Elias Theme for Stampede
The theme for the Savanah level has 15 levels, and can be heard here:
And here is what it looks like in Elias:
There are also a bunch of stingers, as you can see here:
Integrating Elias into Unity is very simple, and according to Collin, once you know where the music theme should go (the streaming assets folder by default), it only takes a matter of minutes. However, it does take the usual amount of time time to set up the game logic to playback the music in the way you want it to react in the game. For example, in Stampede, the first 3 levels are idle music which plays before and after a wave of animals start “coming to destroy the village!” After that, the levels gradually increase and decrease depending on the number of animals attacking or remaining. For example, in the early waves, the theme may reach up to level 5 or 6 of intensity and then slowly go back to level 1. However, on the later waves of the game when animals are coming at you from every angle, even the air, the intensity can reach the top level before heading back down to level 1 as you defeat more and more of them.

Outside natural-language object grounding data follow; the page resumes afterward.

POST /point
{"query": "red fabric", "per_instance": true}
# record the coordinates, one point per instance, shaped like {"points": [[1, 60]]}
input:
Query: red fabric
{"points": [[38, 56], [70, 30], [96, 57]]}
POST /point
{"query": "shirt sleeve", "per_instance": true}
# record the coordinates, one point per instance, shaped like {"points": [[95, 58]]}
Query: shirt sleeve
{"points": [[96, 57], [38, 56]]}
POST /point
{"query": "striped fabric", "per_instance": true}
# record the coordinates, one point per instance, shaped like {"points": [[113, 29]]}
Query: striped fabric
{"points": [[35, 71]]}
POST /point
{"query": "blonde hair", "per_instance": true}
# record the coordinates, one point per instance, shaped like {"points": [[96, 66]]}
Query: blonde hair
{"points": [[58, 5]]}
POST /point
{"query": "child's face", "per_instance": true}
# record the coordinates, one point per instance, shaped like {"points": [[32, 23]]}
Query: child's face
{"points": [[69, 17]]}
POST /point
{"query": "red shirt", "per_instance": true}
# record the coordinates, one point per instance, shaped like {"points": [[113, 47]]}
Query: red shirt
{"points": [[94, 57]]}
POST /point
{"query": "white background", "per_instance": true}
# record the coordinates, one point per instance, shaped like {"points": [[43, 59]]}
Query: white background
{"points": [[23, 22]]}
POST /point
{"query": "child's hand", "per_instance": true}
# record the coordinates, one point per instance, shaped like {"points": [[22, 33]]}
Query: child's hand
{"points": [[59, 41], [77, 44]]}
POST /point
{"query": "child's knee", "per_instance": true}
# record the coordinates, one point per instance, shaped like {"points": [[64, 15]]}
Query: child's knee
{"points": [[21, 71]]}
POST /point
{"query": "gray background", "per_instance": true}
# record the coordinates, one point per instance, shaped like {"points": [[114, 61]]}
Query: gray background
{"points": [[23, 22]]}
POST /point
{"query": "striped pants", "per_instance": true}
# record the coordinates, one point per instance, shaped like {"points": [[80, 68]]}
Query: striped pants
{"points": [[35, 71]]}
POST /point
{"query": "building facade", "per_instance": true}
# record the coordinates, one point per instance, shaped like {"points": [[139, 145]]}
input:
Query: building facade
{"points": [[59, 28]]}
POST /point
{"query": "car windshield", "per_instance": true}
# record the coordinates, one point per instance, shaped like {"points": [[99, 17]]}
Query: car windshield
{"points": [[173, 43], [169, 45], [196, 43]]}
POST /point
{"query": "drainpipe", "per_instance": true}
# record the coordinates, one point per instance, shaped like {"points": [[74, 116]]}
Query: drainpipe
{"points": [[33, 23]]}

Though this is not intended to be a complete tutorial on the process of implementing Elias in Unity, I did try it myself and found it to be incredibly easy. Just download the Elias Unity Plugin here, and then double click on it (you have to have Unity installed on your computer, and it works with version 4.6 and above.) Once you have done that, Elias is installed! They also included a demo theme that is automatically included in the proper directory, the /Assets/StreamingAssets folder as shown here:
You can put your own themes in the same directory following the instructions in the ReadMe, which state: “The folder structure for a theme called ‘demo’ would thus be:
Assets/StreamingAssets/ELIAS_Themes/demo, where the directory demo contains demo.epro and /audio“
There are also a number of exquisitely composed themes available by searching for Elias on the Unity Asset Store, such as this gem that was first demoed at GDC 2015:
Elias Unity Integration and Performance
Here is a video where I interview Collin about the adaptive music engine, integration of Elias into Unity (at 4:15), the performance of Elias in Unity (7:20), and the target platforms (10:00):
Performance and Memory Usage
There are 8 music tracks and 5 stinger tracks. There are 52 separate “stems” for the music, and 25 stingers, and the total file size for this theme is 43 MB in OGG files. However, when the music is played back in Unity, as you can see in the Elias Unity Integration and Performance video, only .2 MB of audio memory is used at any time! In addition, only .2-.3% additional CPU is used – so the impact on the overall performance is negligible. This is because Elias uses a configurable streaming buffer which defaults to 400 ms. That means only a small amount of the entire theme is present in memory at any given time!
Elias Demo Player
I have recorded a video showing how to put your own theme into the Unity Demo player along with screen capture of the Demo Player working. I go into where to find the very well written documentation and other Elias assets in some detail here:
My thanks to Collin and to the amazing programmers and composers at Elias Software for letting me pick their brains in order to write this in depth series of articles. It has been a long journey, and if you have read all three articles in full, pat yourself on the back! You are on your way to having some of the best sounding adaptive music in your game that is available, and you won’t be sorry you tried it out!